Games are an exchange of questions and answers. "Can I do this?" "How are you trying to do that?" The GM adjudicates the reality of the world based on this exchange. "Sure, you can climb a tree, no problem" versus "You're trying to climb the tree before GORTHMAK THE UNDECEIVER catches you. Uhhh, roll a d20 and try and beat your Dexterity."
One of the most essential questions of "Can my character..." is "Can my character know this?"
- Have I heard of Medusa before?
- What does my wizard know about dragons?
- I feel that, like, as a fighter I'd probably know about wars and tactics and stuff.
What do I know?
- Obvious knowledge (level 1): Stuff everybody knows and sets the general expectations of the encounter. Giving players a lot of information makes sure that both players and the GM are on the same page and lets players make intelligent choices.

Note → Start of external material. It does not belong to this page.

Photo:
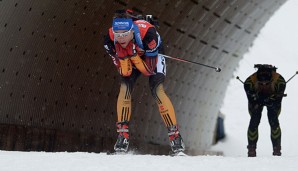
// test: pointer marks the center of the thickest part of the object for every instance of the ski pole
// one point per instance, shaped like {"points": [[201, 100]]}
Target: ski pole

- Obscure knowledge (level 2): Some specialist subjects would only be known to certain people. Obscure knowledge might include the habits of mythical creatures, the likes and dislikes of specific people within an organization, or the metaphysics of the planes of reality. In these cases, the GM should only give information to a player who has bid lore (see below). If a player bids lore and the GM accepts the question, the GM should give as much information on the subject as they know—keep talking and riffing until you run out of material.
- “Yes, you know about this.” The GM then gives a detailed answer. If the GM says "Yes," the GM will answer your question as thoroughly as they can.
- “No, you wouldn’t know about this with that lore.”
- “I don’t accept this lore bid.” The GM then tells the player why the lore bid question wasn’t fair game. The player may rephrase or re-frame the question and try again.